Borut Puc
- Country (sports): Croatia Slovenia
- Residence: Bradenton, Florida, U.S.
- Born: 19 January 1991 (age 34) Bjelovar, SR Croatia, SFR Yugoslavia
- Height: 1.93 m (6 ft 4 in)
- Plays: Left-handed
- Prize money: $29,964

Singles
- Career record: 0–0 (at ATP Tour level, Grand Slam level, and in Davis Cup)
- Career titles: 3 ITF
- Highest ranking: No. 466 (25 July 2011)

Grand Slam singles results
- French Open Junior: 1R (2008)
- Wimbledon Junior: 1R (2008)
- US Open Junior: 2R (2007)

Doubles
- Career record: 0–1 (at ATP Tour level, Grand Slam level, and in Davis Cup)
- Career titles: 0 ITF
- Highest ranking: No. 699 (14 September 2009)

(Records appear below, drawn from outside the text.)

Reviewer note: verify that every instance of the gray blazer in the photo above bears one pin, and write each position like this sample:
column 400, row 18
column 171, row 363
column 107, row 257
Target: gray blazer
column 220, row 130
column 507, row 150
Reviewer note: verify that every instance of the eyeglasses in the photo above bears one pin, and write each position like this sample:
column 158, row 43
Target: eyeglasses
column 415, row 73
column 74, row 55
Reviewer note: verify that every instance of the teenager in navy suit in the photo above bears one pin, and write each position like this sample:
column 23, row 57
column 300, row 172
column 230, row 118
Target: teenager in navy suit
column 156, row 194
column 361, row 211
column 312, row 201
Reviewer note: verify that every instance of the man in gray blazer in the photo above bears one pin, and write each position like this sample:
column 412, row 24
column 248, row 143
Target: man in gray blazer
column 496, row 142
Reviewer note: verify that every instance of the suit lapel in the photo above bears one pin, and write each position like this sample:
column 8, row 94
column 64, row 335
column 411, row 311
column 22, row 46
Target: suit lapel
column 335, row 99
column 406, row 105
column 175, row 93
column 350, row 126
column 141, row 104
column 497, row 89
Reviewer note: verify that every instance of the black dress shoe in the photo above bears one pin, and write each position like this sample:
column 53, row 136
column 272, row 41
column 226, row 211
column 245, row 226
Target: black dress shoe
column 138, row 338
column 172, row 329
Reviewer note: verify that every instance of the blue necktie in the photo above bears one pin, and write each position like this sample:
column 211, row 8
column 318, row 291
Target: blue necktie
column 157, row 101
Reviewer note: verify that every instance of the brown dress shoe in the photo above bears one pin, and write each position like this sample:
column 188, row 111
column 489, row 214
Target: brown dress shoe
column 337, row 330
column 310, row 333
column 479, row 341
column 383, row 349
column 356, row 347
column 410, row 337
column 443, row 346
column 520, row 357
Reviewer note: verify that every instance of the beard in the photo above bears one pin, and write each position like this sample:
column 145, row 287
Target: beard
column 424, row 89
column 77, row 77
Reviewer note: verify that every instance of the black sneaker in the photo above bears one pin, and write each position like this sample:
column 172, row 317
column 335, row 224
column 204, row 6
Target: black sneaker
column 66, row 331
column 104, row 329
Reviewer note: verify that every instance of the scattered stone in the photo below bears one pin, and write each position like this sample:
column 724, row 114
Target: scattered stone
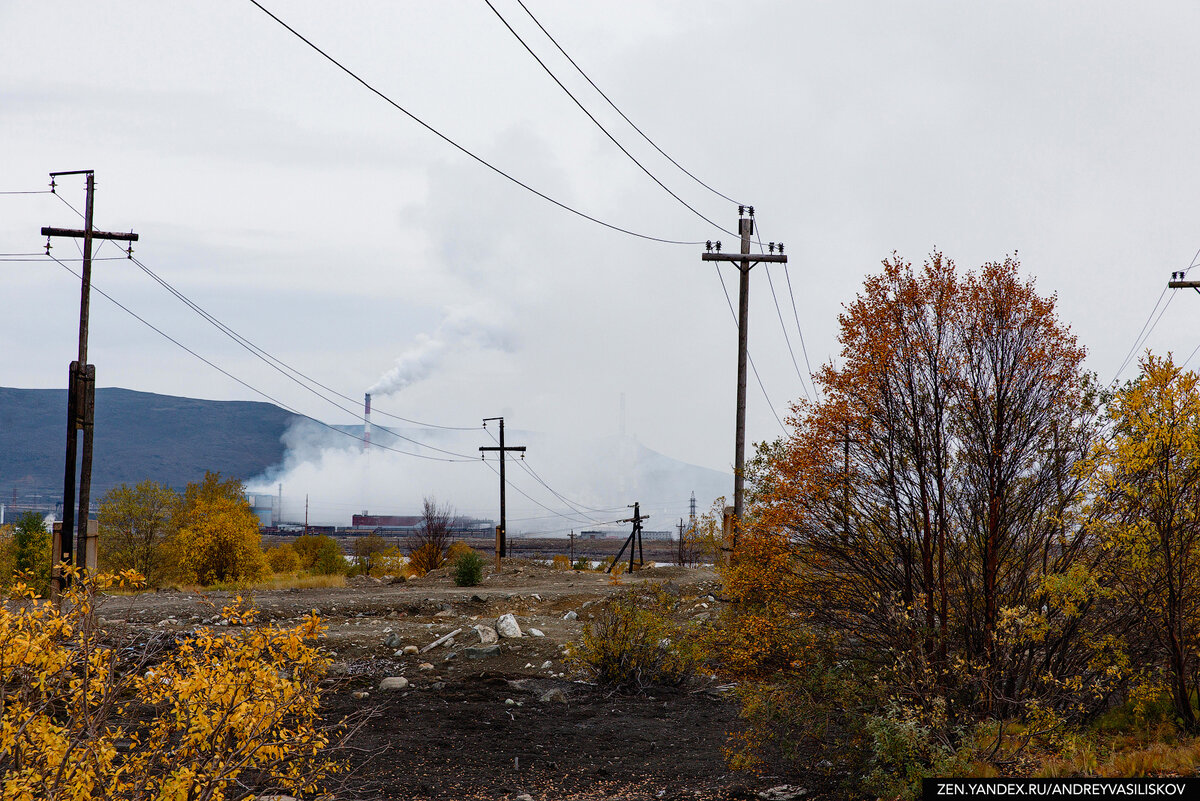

Grand Slam doubles results
- French Open Junior: 1R (2008)
- Wimbledon Junior: 2R (2008)
- US Open Junior: 2R (2008)

= Borut Puc =

Croatian-Slovenian tennis player

Borut Puc (born 19 January 1991) is a Croatian–Slovenian tennis player.

Puc has a career high ATP singles ranking of 466 achieved on 25 July 2011. He also has a career high ATP doubles ranking of 699 achieved on 14 September 2009.

Puc made his ATP main draw debut at the 2011 ATP Studena Croatia Open in the doubles draw partnering Toni Androić.

Borut Puc is the son of Iztok Puc, Slovenian-Croatian handball player. His grandfather, Hrvoje Horvat, also is a former Croatian handball player.